In this example, MRR score is higher in system B but the overall ranking quality is more consistent in system A, which is likely to be preferable in practice. This suggests MRR alone is not enough, and it is useful to understand the distribution of individual RR scores.

Normalized discounted cumulative gain (NDCG)

NDCG is perhaps the most widely used ranking metric. Compared to MRR, NDCG has two distinctive features:

  • It evaluates overall quality of ranking, not just the location of the first relevant item.
  • It can incorporate graded relevance levels where item relevance grades are more granular than binary.

NDCG is a normalized form of DCG. DCG is defined as:

\[DCG_K = \sum_{i=1}^K \frac{2^{rel_i} - 1}{\log_2(i + 1)}\]

where \(rel_i\) represents the relevance of the \(i\)th item and \(K\) is the size of top-ranked items we consider (i.e., K in top K). NDCG is a normalized form of DCG: we divide DCG by ideal DCG (IDCG), which can be only computed when we have full knowledge of the ranking labels so we know what the ideal order of all items is:

\[NDCG_K = \frac{DCG_K}{IDCG_K}\]

Linear vs. exponential gain

There are actually two versions of DCG implementation. The one above is more commonly used in industry and research, and it uses exponential gain on the numerator. The original DCG formula on the other hand, uses linear gain:

\[DCG_K = \sum_{i=1}^K \frac{rel_i}{\log_2(i + 1)}\]

As of now (Feb 2025), the scikit-learn (ver. 1.6) uses the linear gain in NDCG calculation. So if we want to compute NDCG scores using sklearn, it’s important to know that its linear calculation of the score is going to be often different from the exponential version, which modern ML model packages use. For instance, in LightGBM, the loss objective xe_ndcg (or rank_xendcg) based on Bruch 2021 uses the exponential gain.

import sklearn
from sklearn.metrics import ndcg_score

print(f"sklearn version:{sklearn.__version__}")


def dcg(relevance_labels, scores, gain_type):
    ranking = np.argsort(scores)[::-1]
    relevance_labels_ranked = relevance_labels[ranking]
    if gain_type == "linear":
        gains = relevance_labels_ranked
    elif gain_type == "exponential":
        gains = 2**relevance_labels_ranked - 1
    discounts = np.log2(np.arange(1, len(scores) + 1) + 1)
    return np.sum(gains / discounts)


y_true = np.array([10, 0, 0, 1, 5])
scores = np.array([0.1, 0.2, 0.3, 4, 70])
ndcg_sklearn = ndcg_score(y_true.reshape((1, -1)), scores.reshape((1, -1)))
ndcg_lin = dcg(y_true, scores, "linear") / dcg(y_true, y_true, "linear")
ndcg_exp = dcg(y_true, scores, "exponential") / dcg(y_true, y_true, "exponential")
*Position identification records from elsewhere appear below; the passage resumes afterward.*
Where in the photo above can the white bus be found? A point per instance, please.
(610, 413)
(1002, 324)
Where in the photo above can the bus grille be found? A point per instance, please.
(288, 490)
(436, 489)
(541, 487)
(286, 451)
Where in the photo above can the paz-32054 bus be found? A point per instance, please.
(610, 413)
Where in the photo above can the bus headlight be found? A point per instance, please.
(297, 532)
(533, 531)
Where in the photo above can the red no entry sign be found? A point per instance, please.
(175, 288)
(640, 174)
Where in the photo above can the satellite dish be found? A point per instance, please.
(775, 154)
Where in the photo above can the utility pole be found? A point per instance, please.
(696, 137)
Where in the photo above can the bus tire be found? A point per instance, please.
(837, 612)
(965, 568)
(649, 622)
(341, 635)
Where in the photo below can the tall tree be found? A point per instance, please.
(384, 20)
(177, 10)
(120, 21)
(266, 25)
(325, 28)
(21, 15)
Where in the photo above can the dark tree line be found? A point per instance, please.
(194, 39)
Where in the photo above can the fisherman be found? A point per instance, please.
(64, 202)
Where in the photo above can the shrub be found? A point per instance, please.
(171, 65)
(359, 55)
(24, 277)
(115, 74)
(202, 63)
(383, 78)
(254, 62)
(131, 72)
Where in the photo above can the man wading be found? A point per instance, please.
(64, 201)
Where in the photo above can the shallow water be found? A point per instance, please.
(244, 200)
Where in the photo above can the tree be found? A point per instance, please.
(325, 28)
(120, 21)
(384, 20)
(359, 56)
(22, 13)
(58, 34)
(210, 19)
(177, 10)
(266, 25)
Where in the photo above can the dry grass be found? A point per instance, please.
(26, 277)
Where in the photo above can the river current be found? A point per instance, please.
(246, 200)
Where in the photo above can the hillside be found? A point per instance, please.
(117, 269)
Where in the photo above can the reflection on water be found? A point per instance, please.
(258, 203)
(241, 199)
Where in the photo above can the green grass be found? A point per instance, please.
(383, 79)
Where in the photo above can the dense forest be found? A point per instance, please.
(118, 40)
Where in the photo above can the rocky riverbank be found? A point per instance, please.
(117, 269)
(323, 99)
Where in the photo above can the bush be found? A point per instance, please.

print(f"NDCG with scikit-learn    : {ndcg_sklearn:.4f}")
print(f"NDCG with linear gain     : {ndcg_lin:.4f}")
print(f"NDCG with exponential gain: {ndcg_exp:.4f}")
sklearn version:1.6.0
NDCG with scikit-learn    : 0.6957
NDCG with linear gain     : 0.6957
NDCG with exponential gain: 0.4097

In the exponential version, higher relevance scores are emphasized much more strongly than the linear one. This is certainly better for applications where finding highly relevant items is critically important. This explains the difference in NDCG scores between linear and exponential in the above example. In our example, the relevance scores [10, 0, 0, 1, 5] range from 0 to 10 and exponential gains of 10 and 5 are massive. Therefore, any suboptimal ordering, which the example provides, is heavily penalized.

NDCG comparison: The importance of fixed K

One common mistake when comparing NDCG scores of top K items (NDCG@K) is to compare the scores across different Ks. For instance, one might want to compare NDCG@5 vs. NDCG@10. This should be avoided.

NDCG with different Ks are two fundamentally different cases. For a smaller K, the score calculation ignores candidates with ranks larger than K, which will be considered when computing NDCG with a larger K. Also, the discounting effect from \(\log_2(i+1)\) in the denominator causes errors at different positions have different impacts. Since later positions have less impact on the final score, NDCG score at a larger K can sometimes be higher even with mistakes in the tail region. Finally, since NDCG is a normalized metric, when K differs, the normalization term also changes. This means NDCG comparison with different K ignors the scaling difference.

Thus, when we evaluate different ranking systems and models, we should always compare NDCG scores at the same K value. However, since NDCG with a fixed K provides a single snapshot of the ranking quality at a given K, it is recommended to report NDCG at multiple K values to understand the model behavior in depth. Using other metrics such as MRR or mean average precision together is even better.

Why small K

When choosing K, the main consideration should be the use case of the system. For search query or video recommendation, K should be small because users only care about top 1-5 items. But for a use case like song playlist generation, K can be a bit larger than that. This means we need to consider how users interact with the system.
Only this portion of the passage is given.